Tough loop in R?
I have been struggling for days to solve this problem in R (I am a former SAS user).
Tuning / Research - Observational data. Crohn's disease patients. Data were collected annually during 2002-2013. - Patients can be enrolled in any year and visits may be irregular on an annual basis. - I know the exact day of death for each patient. VARIABLE: DEATH_YEAR - I know the exact day of the relapse (endpoint of interest). Variable: RELAPSE_YEAR
I am interested in the incidence of relapse and I need to calculate the number of relapses each year divided by the number of people living that year. Now the problem is that people come from inclusion irregularly, but I know if they are really alive this year and if they have relapsed.
I could solve this if I could create 12 new variables for each patient. Each new variable must be a calendar year, and this variable must be set to "1" if the patient is alive this year and has not yet experienced the event.
So the problem is that I need to create "year-variables" that are set to "1" for each year when turned on, and after that, given that the person did not die or survived the event.
Example: Patient X was included in 2005 and died in 2009. For him I need his following variables: "2005", "2006", "2007", "2008" and "2009" - "1". Patient Y was included in 2005 and experienced event 2007. For that I need the following variables: "2005", "2006", 2007 "set to" 1 ". (Yes, the year of the event / death should still be set to" 1" ).
This is what my dataset looks like:
data <- read.table(header = TRUE, text = "
patient visit first_visit relapse_year death_year
1 2003 2003 . 2010
1 2004 2003 . 2010
1 2009 2003 . 2010
2 2002 2002 2006 .
2 2006 2002 2006 .
2 2006 2002 2006 .
2 2008 2002 2006 .
2 2012 2002 2006 .
3 2004 2004 . .
3 2008 2004 . .
3 2008 2004 . .
")
Here is the DESIRED set
desired_data <- read.table(header = TRUE, text = "

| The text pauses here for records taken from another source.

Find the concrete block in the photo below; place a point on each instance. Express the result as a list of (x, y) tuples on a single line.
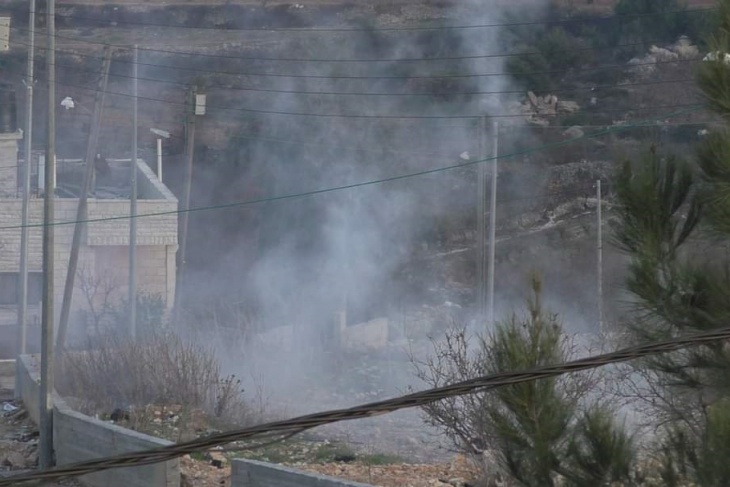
[(78, 438), (250, 473)]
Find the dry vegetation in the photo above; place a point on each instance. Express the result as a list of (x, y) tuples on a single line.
[(163, 385)]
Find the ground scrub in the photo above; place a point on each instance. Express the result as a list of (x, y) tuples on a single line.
[(540, 433), (161, 379)]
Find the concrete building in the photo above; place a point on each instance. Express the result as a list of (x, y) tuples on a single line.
[(103, 259)]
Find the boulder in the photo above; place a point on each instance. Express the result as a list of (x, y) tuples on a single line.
[(567, 106), (662, 54)]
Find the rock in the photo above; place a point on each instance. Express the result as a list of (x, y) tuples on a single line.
[(684, 48), (458, 482), (567, 106), (186, 481), (643, 66), (15, 460), (662, 54), (574, 132)]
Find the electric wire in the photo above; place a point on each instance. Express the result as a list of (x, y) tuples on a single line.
[(126, 48), (305, 194), (480, 384), (223, 87), (575, 20), (444, 76), (356, 115)]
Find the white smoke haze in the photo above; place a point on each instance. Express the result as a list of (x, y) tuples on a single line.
[(365, 249)]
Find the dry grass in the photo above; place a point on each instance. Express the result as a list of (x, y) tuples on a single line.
[(164, 371)]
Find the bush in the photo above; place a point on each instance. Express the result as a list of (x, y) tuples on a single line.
[(537, 431), (164, 370)]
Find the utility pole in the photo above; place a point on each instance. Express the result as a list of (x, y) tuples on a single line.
[(133, 211), (46, 389), (23, 282), (599, 212), (493, 223), (189, 154), (83, 204), (481, 220)]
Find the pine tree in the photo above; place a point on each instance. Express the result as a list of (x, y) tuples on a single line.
[(673, 220)]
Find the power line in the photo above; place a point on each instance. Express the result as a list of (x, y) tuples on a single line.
[(431, 94), (390, 29), (126, 47), (360, 116), (366, 183), (392, 60), (417, 399)]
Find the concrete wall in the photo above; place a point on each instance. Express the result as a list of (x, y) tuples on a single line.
[(9, 164), (250, 473), (156, 237), (77, 438)]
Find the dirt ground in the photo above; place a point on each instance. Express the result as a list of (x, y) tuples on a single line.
[(19, 440)]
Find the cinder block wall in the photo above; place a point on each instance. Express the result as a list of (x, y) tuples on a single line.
[(250, 473), (77, 438)]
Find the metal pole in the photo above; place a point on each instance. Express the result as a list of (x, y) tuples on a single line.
[(73, 258), (46, 389), (189, 153), (493, 223), (481, 220), (599, 196), (23, 283), (133, 211), (159, 159)]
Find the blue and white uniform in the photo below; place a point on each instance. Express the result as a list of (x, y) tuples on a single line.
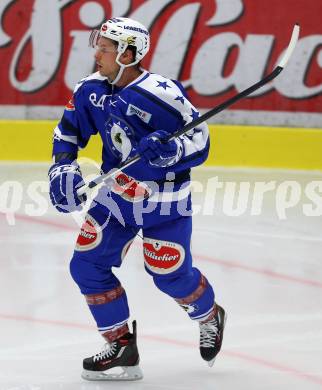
[(154, 199)]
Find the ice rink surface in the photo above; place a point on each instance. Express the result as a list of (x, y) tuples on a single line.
[(267, 274)]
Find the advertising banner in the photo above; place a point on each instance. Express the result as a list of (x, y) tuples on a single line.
[(216, 48)]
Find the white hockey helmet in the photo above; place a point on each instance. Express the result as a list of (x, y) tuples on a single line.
[(126, 32)]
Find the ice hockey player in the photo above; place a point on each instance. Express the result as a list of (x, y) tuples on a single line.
[(134, 111)]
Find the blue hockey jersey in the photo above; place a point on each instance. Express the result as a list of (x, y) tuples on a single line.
[(122, 116)]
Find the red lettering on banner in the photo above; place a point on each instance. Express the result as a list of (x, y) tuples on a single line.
[(215, 47), (90, 235), (162, 257)]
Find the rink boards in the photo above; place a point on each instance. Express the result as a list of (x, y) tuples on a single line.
[(234, 146)]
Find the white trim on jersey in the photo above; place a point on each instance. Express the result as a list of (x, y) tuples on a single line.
[(196, 139), (170, 196), (93, 76)]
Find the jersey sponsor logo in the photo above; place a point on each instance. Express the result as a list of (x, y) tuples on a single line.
[(162, 257), (97, 102), (90, 235), (70, 105), (143, 115), (130, 189)]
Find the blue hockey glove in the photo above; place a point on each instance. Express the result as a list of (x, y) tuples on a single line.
[(65, 179), (160, 154)]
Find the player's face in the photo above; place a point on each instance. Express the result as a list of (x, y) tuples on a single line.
[(105, 56)]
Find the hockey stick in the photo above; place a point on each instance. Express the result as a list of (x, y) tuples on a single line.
[(214, 111)]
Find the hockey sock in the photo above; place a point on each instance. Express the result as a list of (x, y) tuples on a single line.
[(110, 311)]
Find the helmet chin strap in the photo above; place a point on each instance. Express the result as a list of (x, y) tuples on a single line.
[(122, 67)]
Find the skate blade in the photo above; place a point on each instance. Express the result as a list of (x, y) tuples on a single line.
[(130, 373)]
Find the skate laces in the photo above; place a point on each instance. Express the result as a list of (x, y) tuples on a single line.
[(107, 352), (209, 331)]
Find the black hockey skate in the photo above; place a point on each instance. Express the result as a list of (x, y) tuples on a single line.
[(211, 335), (118, 360)]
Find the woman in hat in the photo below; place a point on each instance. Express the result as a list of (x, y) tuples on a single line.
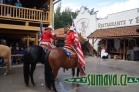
[(45, 37)]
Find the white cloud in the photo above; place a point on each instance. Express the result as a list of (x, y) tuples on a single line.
[(104, 3)]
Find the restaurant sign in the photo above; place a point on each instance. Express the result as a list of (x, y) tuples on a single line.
[(118, 23)]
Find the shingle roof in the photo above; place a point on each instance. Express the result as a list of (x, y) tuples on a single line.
[(115, 32)]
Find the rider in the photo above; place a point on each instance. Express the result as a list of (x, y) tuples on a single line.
[(46, 35), (70, 37)]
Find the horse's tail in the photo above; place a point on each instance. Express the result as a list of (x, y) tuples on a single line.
[(26, 67), (10, 62), (48, 71)]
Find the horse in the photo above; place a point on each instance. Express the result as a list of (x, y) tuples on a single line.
[(32, 55), (5, 53), (54, 60)]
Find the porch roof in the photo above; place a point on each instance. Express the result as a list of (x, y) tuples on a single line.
[(32, 3), (128, 31)]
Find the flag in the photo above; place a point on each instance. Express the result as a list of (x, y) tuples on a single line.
[(41, 25), (78, 46)]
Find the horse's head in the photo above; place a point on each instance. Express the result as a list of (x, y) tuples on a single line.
[(66, 28), (85, 46)]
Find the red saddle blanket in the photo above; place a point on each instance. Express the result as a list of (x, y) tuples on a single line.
[(70, 51)]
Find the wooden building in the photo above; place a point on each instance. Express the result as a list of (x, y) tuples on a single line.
[(24, 22)]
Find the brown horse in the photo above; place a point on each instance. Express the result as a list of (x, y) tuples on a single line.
[(5, 53)]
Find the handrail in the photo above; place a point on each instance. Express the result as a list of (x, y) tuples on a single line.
[(14, 12)]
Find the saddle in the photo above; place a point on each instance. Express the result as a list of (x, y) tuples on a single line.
[(70, 51)]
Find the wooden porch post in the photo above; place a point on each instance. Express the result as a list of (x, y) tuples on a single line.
[(50, 11), (93, 47), (36, 39), (28, 40), (124, 50)]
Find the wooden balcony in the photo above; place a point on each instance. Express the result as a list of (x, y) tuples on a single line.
[(23, 14)]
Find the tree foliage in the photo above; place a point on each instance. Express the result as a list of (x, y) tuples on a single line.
[(61, 19)]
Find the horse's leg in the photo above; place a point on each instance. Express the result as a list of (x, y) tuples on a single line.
[(73, 72), (78, 72), (7, 66), (26, 73), (53, 80), (33, 66)]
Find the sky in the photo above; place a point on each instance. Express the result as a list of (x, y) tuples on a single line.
[(104, 7)]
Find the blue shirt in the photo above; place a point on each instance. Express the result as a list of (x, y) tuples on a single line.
[(17, 52), (18, 4)]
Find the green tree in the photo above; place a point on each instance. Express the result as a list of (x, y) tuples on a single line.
[(63, 18)]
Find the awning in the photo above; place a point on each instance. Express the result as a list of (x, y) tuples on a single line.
[(128, 31)]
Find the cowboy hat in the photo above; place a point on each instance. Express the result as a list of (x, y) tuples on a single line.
[(71, 28), (49, 27)]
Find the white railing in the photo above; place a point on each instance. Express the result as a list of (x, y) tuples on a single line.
[(9, 11)]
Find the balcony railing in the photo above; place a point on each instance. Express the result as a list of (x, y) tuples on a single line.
[(13, 12)]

patient visit first_visit relapse_year death_year YEAR2002 YEAR2003 YEAR2004 YEAR2005 YEAR2006 YEAR2007 YEAR2008 YEAR2009 YEAR2010 YEAR2011 YEAR2012
1 2003 2003 . 2010 . 1 1 1 1 1 1 1 1 . .
1 2004 2003 . 2010 . 1 1 1 1 1 1 1 1 . .
1 2009 2003 . 2010 . 1 1 1 1 1 1 1 1 . .
2 2002 2002 2006 . 1 1 1 1 1 . . . . . .
2 2006 2002 2006 . 1 1 1 1 1 . . . . . .
2 2006 2002 2006 . 1 1 1 1 1 . . . . . .
2 2008 2002 2006 . 1 1 1 1 1 . . . . . .
2 2012 2002 2006 . 1 1 1 1 1 . . . . . .
3 2004 2004 . . . . 1 1 1 1 1 1 1 1 1
3 2008 2004 . . . . 1 1 1 1 1 1 1 1 1
3 2008 2004 . . . . 1 1 1 1 1 1 1 1 1
")
I would be extremely grateful for any advice on this matter! Thanks in advance!
source to share
It's a bit hacky, but it will work. First turn your data into a numeric dataframe to .
turn into NA
:
data0<-data.frame(lapply(data,function(x) as.numeric(as.character(x))))
head(data0)
# patient visit first_visit relapse_year death_year
# 1 1 2003 2003 NA 2010
# 2 1 2004 2003 NA 2010
# 3 1 2009 2003 NA 2010
# 4 2 2002 2002 2006 NA
# 5 2 2006 2002 2006 NA
# 6 2 2006 2002 2006 NA
Then replace 2012 (or whatever was last year) with NA values.
data0[is.na(data0)]<-2012
Now you can use pmin
to determine how long until the patient dies / repeats / the experiment ends. The last thing to do is use arithmetic on column numbers to create a new dataset:
activeYears<-matrix(0,nrow(data0),11)
colnames(activeYears)<-2002:2012
startYear<-data0$first_visit[row(activeYears)]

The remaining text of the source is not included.